Ventricular Septal Defect

The most common ventricular septal defects (VSDs) are of the membranous type—located just underneath the aortic valve.There are currently no FDA-approved devices to close membranous VSDs. There is one membranous VSD occluder that is available elsewhere in the world. This device is eccentric with a recessed aortic margin to avoid interference with this valve.This device is much more technically demanding to implant than the ASD or PDA devices. Reports of late complete heart block are worrisome and thought to be due to the constant radial force of the nitinol against the bundle of His, which is intimately associated with the posterior margin of the membranous VSD. Because the surgical results for membranous VSDs are generally excellent, any transcatheter device will need to meet or exceed this high standard to become an acceptable alternative.

Muscular VSDs are found elsewhere in the ventricular septum. While situated away from the conduction system, they are often multiple or associated with a membranous VSD. Unlike membranous VSDs,muscular VSDs, especially when multiple or located at the apex of the heart, are surgically challenging. The only transcatheter device that is FDA-approved to close these defects is the CardioSeal. This device is a doubleumbrella device with four ‘arms’ of nitinol wire on each umbrella supporting a square Dacron patch. Although this device was originally designed to close atrial communications, the lack of surgical or transcatheter alternatives to address complex muscular VSDs allowed FDA approval of the CardioSeal device for muscular VSD closure. However, the large delivery system (11 French) and poor retrievability characteristics limit the utility of the CardioSeal device for this indication. There is a muscular VSD occluder based on the same nitinol frame design as their ASD device, but with a thicker connecting waist and smaller retention disks to conform to the muscular septum. This device is much easier to retrieve and reposition, and has a smaller delivery system than the CardioSeal. It is in the final phases of FDA approval.

A VSD occluder specifically designed to treat postmyocardial infarction (MI) ventricular septal defects is, at present, limited to investigational use in the US.

Stenotic and Regurgitant Lesions

A mainstay of interventional congenital cardiology is the use of transcatheter balloon dilation and stenting to relieve vascular stenoses. Areas that frequently require dilation and/or stenting in the congenital population are the pulmonary arteries, aorta, and various conduits and venous baffles. Most of the balloons and stents used by congenital cardiologists were designed and approved for use in the peripheral vascular and biliary systems. In the past few years, several balloons have been specifically manufactured for congenital cardiology applications. One example is the ‘Balloon-in-Balloon’ (BiB), which is an innovative design with a smaller inner balloon and larger outer balloon. This design facilitates the delivery of large stents in structures, such as the pulmonary artery or aorta, limiting the risk of balloon rupture during stent placement.

The stents used by congenital cardiologists in the US are all adapted from other approved indications such as biliary and peripheral vascular stenting. Though designed for other applications, the availability of premounted stent-balloon combinations has greatly facilitated the delivery of medium-sized stents in small children (see Figure 5).

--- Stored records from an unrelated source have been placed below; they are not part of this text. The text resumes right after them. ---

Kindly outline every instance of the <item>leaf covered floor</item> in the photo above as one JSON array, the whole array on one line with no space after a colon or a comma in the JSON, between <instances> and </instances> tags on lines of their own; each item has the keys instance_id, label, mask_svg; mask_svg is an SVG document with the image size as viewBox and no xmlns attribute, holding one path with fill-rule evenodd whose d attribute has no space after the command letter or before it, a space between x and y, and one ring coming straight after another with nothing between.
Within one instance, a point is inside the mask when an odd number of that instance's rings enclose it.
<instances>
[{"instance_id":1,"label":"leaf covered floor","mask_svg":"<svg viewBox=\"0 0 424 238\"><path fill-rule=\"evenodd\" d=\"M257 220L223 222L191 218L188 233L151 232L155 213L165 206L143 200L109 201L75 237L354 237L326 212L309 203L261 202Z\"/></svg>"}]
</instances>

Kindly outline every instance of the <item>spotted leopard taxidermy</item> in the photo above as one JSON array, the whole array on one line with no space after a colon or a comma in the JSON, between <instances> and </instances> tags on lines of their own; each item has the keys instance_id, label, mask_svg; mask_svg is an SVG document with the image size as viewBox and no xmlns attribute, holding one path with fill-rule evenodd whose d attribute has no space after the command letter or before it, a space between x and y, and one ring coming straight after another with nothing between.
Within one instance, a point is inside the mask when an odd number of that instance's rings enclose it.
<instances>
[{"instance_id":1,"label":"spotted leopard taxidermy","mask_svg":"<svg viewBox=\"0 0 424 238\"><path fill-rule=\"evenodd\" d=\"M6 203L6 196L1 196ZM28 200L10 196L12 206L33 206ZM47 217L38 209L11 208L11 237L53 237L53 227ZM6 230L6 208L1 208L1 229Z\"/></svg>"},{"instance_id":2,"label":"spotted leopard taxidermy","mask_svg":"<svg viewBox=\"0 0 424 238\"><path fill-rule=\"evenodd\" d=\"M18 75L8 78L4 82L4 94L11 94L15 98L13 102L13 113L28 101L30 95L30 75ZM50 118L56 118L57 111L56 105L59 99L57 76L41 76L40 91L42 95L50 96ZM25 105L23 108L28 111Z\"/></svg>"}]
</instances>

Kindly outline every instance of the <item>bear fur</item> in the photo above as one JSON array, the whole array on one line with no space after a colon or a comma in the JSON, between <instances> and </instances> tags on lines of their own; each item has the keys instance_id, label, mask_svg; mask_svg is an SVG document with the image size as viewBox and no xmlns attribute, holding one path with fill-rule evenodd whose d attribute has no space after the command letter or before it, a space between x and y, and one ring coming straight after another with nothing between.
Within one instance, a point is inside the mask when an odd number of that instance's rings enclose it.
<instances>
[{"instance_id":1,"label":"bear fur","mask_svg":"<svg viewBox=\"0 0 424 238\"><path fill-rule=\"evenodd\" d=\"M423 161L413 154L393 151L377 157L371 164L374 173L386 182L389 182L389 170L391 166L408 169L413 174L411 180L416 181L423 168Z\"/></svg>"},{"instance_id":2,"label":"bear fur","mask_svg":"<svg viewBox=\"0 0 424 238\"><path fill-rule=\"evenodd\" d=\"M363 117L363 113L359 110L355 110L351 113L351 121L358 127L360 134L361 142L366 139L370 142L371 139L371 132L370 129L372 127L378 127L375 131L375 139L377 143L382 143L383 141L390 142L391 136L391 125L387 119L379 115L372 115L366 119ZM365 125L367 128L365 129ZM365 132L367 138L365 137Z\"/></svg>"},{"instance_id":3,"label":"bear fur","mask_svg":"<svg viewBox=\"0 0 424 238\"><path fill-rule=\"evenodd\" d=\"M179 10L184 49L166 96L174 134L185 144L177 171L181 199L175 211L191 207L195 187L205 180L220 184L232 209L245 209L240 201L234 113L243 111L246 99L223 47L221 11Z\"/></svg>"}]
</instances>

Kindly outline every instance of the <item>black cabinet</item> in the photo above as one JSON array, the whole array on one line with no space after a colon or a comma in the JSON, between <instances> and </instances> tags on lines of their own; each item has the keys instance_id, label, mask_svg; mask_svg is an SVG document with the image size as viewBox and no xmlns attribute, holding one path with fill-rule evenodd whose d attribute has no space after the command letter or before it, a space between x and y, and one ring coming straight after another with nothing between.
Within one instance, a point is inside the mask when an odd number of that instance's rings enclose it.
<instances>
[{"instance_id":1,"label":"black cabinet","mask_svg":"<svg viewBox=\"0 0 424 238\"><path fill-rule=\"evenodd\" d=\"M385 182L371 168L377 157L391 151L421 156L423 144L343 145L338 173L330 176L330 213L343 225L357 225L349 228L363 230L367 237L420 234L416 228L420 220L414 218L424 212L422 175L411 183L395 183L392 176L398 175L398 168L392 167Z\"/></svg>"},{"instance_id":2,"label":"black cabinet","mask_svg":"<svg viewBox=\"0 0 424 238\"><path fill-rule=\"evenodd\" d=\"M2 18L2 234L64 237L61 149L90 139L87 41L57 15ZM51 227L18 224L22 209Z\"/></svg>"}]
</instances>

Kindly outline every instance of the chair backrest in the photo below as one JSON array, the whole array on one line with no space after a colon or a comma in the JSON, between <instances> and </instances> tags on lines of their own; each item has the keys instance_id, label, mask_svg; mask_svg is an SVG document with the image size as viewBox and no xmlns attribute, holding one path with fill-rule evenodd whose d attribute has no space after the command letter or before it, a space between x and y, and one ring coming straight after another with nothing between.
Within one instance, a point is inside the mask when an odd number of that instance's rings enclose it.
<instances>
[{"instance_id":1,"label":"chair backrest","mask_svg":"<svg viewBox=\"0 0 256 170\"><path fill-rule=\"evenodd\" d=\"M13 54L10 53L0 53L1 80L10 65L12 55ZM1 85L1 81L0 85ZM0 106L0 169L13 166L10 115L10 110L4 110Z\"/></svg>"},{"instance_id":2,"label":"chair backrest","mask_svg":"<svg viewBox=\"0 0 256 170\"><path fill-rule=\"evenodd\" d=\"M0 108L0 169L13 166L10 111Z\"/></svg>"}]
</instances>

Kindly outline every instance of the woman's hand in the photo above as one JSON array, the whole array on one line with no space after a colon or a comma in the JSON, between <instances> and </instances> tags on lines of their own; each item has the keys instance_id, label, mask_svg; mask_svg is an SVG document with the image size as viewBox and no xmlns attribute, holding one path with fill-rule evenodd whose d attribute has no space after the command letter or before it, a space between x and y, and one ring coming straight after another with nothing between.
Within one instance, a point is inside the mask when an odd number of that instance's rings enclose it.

Early clinical trials are under way to evaluate the use of transcatheter delivery of stent-mounted valves. Many congenital heart patients have had reconstruction of the pathway from the right ventricle to the pulmonary artery with surgically placed, valved homografts. As the valve function of these homografts deteriorates over time, these patients can be left with significant pulmonary regurgitation—the deleterious consequences of which are increasingly being appreciated.Transcatheter placement of a new valve is desirable to avoid repeat surgery. The current technology is based on a bovine interval jugular valve mounted inside a balloon-expandable stent. Early work conducted in Europe developing this system appears promising^.6 The long-term durability of these implanted valves remains to be seen.

Summary

Many tools to treat children and adults with congenital heart disease are devices adapted from other applications. Recently, devices specifically for use in congenital heart disease have been FDA-approved and have dramatically advanced the non-surgical care of patients with congenital heart disease. Further development of tools specifically designed for congenital heart applications are forthcoming and will continue to advance the field.